Bande dessinée

L’amour à distance

d'Lëtzebuerger Land du 06.11.2020

Voilà dix ans que l’Espagnol Jordi Lafebre illustre et colorie les plus beaux albums de Zidrou : La Vieille dame qui n’avait jamais joué au tennis et autres nouvelles qui font du bien, Lydie, La Mondaine, Les Beaux étés. Son style graphique chargé d’émotion colle à merveille aux histoires pleines de douce nostalgie, de poésie faite de toutes petites choses de la vie, proposées par l’auteur belge.

Mais n’est pas un bon narrateur d’histoires qui veut. On a donc pris entre les mains ce Malgré tout avec autant d’envie que d’appréhension, bien curieux de voir ce que pouvait valoir Jordi Lafebre en tant qu’auteur complet.

La couverture est magnifique, avec ces deux parapluies formant un cœur, ce couple bras dessus, bras dessous se promenant dans une sorte de flou évanescent et s’apprêtant à marcher dans une flaque d’eau dans laquelle se reflètent parfaitement leurs deux silhouettes ; le tout agrémenté d’un titre à la typographie manuscrite réalisé en gaufrage inversé ce qui donne non seulement de la texture, mais également du relief à l’ensemble. D’entrée, c’est beau, raffiné même.

Certes il ne s’agit là que d’un dessin, mais d’une image qui raconte déjà toute une histoire. De bon augure pour la suite. Une impression positive confirmée dès les toutes premières pages de l’album. Et que trouve-t-on juste après une citation de Dante et une autre de Daft Punk ? « Chapitre vingt » ? Surprenant. A-t-on raté un premier tome de la saga ? Le livre a-t-il été monté par des pieds nickelés ? Pas du tout. Jordi Lafebre se paye juste le plaisir de nous raconter son récit à l’envers. En commençant par la fin – ultima res –, pour remonter ensuite le temps, non pas en flash-backs ou pour finir dans une boucle temporelle, mais bien chapitre après chapitre en finissant du coup par le début en sens antéchronologique.
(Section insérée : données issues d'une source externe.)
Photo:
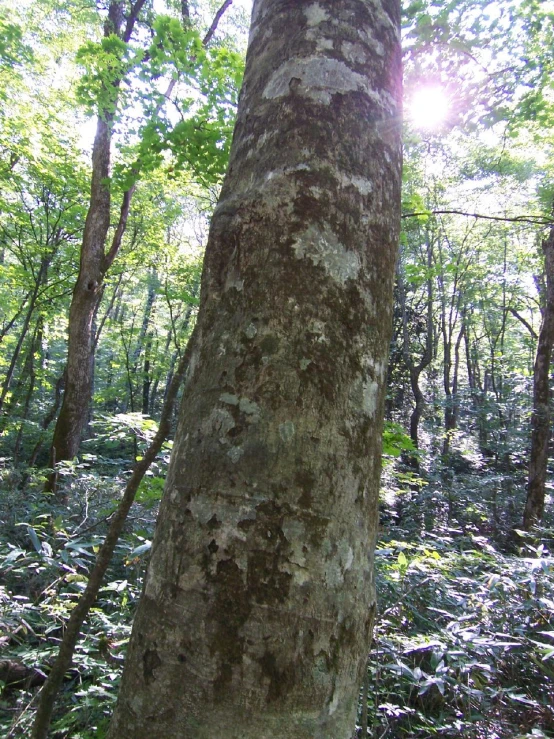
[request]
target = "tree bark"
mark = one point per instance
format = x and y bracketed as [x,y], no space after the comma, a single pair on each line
[94,263]
[259,602]
[540,420]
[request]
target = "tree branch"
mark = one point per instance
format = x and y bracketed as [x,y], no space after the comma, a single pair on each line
[213,28]
[536,220]
[522,320]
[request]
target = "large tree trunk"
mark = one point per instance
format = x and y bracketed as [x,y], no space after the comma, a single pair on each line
[259,601]
[540,420]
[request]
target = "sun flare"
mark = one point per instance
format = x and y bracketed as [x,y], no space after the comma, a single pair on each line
[428,108]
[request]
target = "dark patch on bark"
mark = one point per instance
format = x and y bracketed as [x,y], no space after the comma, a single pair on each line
[212,547]
[280,681]
[266,583]
[306,481]
[214,523]
[229,613]
[150,662]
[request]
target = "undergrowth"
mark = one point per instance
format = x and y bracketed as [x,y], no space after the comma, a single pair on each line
[463,647]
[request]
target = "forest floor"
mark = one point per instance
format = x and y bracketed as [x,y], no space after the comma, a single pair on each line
[463,647]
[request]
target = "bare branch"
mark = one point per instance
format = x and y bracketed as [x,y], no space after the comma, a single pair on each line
[535,220]
[213,28]
[522,320]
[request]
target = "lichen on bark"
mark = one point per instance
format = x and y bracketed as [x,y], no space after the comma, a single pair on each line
[259,600]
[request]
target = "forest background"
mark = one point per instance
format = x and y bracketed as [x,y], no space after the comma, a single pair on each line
[464,644]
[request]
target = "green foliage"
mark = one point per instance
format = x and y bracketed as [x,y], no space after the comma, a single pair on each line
[463,644]
[396,440]
[105,64]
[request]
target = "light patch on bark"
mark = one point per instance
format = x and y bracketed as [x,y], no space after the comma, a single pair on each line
[334,704]
[354,53]
[249,407]
[324,44]
[219,421]
[287,431]
[322,247]
[235,453]
[362,184]
[320,79]
[229,399]
[370,396]
[315,15]
[250,331]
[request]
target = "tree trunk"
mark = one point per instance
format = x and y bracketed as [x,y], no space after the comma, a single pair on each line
[94,263]
[259,601]
[540,420]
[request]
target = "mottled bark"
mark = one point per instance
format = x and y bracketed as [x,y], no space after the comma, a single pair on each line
[259,601]
[540,420]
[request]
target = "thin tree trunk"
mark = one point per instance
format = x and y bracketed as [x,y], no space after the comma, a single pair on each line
[540,420]
[259,601]
[80,611]
[41,277]
[94,263]
[35,345]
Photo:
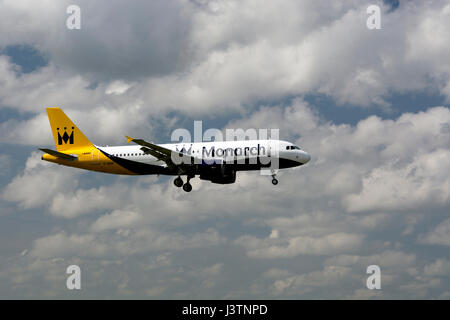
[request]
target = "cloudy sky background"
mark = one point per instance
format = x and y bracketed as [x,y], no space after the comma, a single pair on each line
[371,106]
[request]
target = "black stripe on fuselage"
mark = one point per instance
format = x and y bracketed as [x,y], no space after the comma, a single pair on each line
[144,168]
[137,167]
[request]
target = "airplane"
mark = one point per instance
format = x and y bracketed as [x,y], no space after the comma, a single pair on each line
[214,161]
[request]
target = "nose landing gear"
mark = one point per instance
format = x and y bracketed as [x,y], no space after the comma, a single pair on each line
[178,182]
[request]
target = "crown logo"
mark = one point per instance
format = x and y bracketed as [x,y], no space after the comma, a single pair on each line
[65,137]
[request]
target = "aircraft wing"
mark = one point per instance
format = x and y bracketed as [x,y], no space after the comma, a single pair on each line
[162,153]
[59,154]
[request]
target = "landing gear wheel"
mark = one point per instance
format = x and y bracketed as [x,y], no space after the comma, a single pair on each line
[187,187]
[178,182]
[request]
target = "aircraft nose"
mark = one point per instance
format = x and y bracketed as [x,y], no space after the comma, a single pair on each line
[304,157]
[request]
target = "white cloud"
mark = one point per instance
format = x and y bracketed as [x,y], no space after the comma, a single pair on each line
[294,246]
[441,267]
[440,235]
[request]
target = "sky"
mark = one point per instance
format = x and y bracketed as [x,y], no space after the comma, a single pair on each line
[370,106]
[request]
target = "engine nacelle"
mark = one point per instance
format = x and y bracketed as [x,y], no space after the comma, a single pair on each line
[220,173]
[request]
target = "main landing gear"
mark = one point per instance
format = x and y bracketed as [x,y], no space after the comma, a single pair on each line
[274,180]
[178,182]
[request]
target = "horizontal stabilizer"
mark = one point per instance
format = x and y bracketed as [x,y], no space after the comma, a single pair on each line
[59,154]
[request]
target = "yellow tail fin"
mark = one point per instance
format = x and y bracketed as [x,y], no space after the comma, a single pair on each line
[66,134]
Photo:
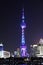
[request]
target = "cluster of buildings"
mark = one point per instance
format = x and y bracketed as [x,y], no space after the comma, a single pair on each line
[36,49]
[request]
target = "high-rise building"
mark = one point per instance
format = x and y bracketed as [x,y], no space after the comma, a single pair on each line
[1,50]
[23,46]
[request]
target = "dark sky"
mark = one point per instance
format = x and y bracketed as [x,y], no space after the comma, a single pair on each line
[10,19]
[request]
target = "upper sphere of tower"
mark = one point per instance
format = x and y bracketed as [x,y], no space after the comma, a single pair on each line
[23,25]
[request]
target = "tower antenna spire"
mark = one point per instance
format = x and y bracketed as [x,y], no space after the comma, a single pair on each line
[23,26]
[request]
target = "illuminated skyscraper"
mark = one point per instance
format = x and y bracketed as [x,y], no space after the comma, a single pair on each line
[1,50]
[23,46]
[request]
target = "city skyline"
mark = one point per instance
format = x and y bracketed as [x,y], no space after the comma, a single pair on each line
[10,20]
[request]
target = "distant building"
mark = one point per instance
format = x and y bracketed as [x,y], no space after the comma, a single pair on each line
[3,54]
[1,50]
[23,47]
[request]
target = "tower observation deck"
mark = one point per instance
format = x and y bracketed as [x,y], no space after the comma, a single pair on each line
[23,46]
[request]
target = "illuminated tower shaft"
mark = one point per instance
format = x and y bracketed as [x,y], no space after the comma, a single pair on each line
[23,46]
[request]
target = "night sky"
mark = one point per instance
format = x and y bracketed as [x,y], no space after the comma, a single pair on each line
[10,20]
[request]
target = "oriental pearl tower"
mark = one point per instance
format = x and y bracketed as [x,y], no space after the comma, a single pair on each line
[23,47]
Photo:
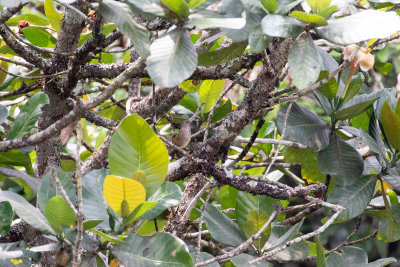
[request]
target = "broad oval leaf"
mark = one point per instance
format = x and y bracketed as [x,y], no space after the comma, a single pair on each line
[135,146]
[304,62]
[341,161]
[304,126]
[173,58]
[222,228]
[123,194]
[161,250]
[354,198]
[28,116]
[281,26]
[362,26]
[122,16]
[27,212]
[58,212]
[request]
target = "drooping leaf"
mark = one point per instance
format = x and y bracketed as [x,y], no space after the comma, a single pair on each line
[40,37]
[222,228]
[6,217]
[304,62]
[123,194]
[304,126]
[354,198]
[222,55]
[361,26]
[121,15]
[27,212]
[135,146]
[53,15]
[209,92]
[309,18]
[161,249]
[281,26]
[58,212]
[173,58]
[355,106]
[28,116]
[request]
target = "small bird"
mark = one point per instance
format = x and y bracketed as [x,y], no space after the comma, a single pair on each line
[182,139]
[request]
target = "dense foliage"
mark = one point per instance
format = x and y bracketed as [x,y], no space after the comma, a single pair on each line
[199,133]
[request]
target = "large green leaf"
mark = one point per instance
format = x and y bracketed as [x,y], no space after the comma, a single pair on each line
[354,198]
[341,161]
[304,126]
[122,16]
[40,37]
[355,106]
[28,116]
[6,216]
[209,92]
[281,26]
[27,212]
[169,195]
[222,228]
[161,250]
[210,20]
[246,202]
[48,188]
[134,147]
[304,62]
[53,15]
[391,125]
[361,26]
[222,55]
[173,58]
[58,212]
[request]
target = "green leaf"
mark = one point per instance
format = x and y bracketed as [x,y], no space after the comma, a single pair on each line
[211,20]
[14,157]
[321,261]
[354,198]
[40,37]
[391,125]
[254,223]
[361,26]
[6,216]
[309,18]
[134,147]
[121,15]
[304,126]
[48,188]
[169,195]
[53,15]
[28,116]
[304,62]
[341,161]
[173,58]
[355,106]
[161,249]
[58,212]
[32,18]
[94,204]
[281,26]
[354,87]
[222,228]
[246,202]
[270,5]
[27,212]
[222,55]
[3,113]
[180,7]
[209,92]
[318,5]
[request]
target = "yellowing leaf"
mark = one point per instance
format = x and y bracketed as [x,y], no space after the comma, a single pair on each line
[123,194]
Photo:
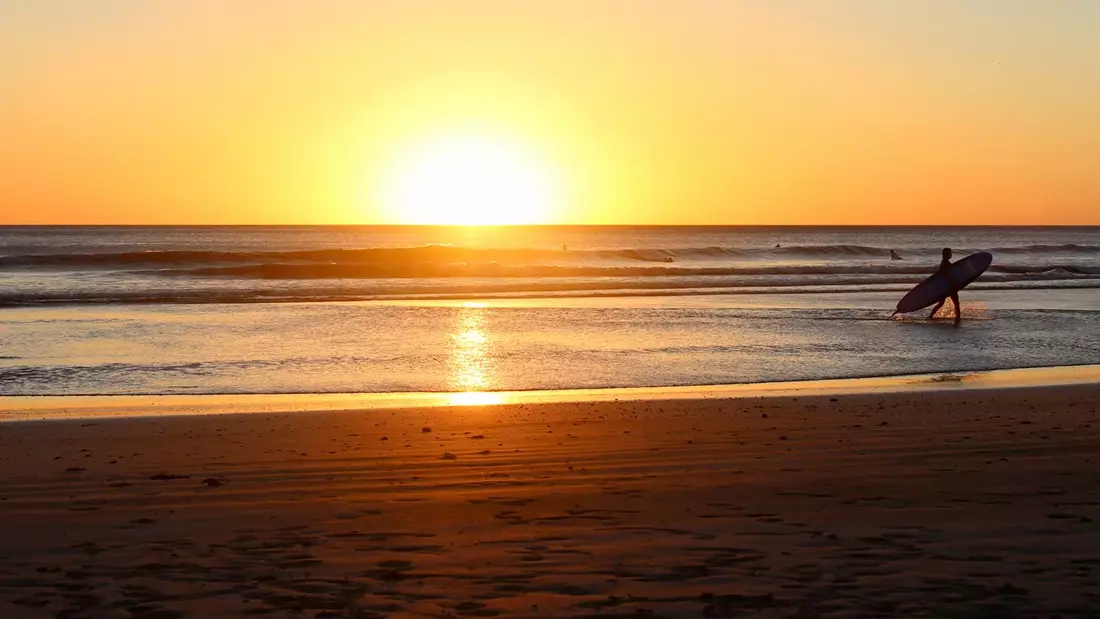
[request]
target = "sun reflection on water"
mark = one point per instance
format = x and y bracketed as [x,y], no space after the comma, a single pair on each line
[470,366]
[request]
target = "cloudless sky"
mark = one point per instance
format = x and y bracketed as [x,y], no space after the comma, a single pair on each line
[704,111]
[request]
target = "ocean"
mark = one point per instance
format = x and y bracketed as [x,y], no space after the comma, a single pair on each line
[89,310]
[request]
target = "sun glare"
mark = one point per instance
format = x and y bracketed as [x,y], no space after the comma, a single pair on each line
[473,180]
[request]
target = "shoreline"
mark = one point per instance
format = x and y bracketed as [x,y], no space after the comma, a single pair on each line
[960,503]
[47,408]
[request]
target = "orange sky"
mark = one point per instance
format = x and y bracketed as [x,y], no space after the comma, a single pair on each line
[646,111]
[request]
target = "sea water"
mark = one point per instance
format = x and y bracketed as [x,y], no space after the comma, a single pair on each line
[349,309]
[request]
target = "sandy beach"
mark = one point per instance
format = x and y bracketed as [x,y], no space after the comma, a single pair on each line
[963,504]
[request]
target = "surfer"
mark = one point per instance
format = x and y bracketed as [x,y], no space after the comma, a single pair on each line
[945,263]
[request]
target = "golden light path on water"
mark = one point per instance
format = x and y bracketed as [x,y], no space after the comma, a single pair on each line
[471,365]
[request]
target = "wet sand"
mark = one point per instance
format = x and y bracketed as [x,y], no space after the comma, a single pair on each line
[954,504]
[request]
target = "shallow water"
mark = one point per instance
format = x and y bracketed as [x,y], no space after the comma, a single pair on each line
[529,344]
[116,311]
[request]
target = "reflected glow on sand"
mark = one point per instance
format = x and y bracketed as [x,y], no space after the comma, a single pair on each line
[477,398]
[470,366]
Certes, la méthode n’a rien de nouveau – Gaspar Noé l’avait utilisée pour son film Irréversible, Christopher Nolan dans Memento, Julia Alvarez dans son roman How the Garcia Girls Lost Their Accents, Sarah Waters pour The Night Watch ou Harold Pinter au théâtre dans son Betrayal – mais ça demande tout de même une sacrée maîtrise.

À la page suivante, on redécouvre, sous leurs parapluies, l’homme et la femme de la couverture. Un peu plus âgés par contre. « Tu es trempé ! Je suis désolée. Tu m’attends depuis longtemps ? », lui demande-t-elle. À quoi il répond : « Depuis 37 ans ». « Ne sois pas méchant ! J’ai été un peu occupée des trente dernières années, c’est vrai, mais aujourd’hui, je t’ai apporté des biscuits », reprend-elle du tac au tac. Tout y est : une histoire d’amour restée trop longtemps entre parenthèses, une tendresse infinie et beaucoup d’humour. Voilà de quoi résumer à merveille l’histoire surprenante qui lie Ana et Zeno et que Jordi Lafebre remontera peu à peu, en restant un chapitre plutôt avec l’un, un autre surtout avec l’autre, tout au long des 152 pages de ce récit.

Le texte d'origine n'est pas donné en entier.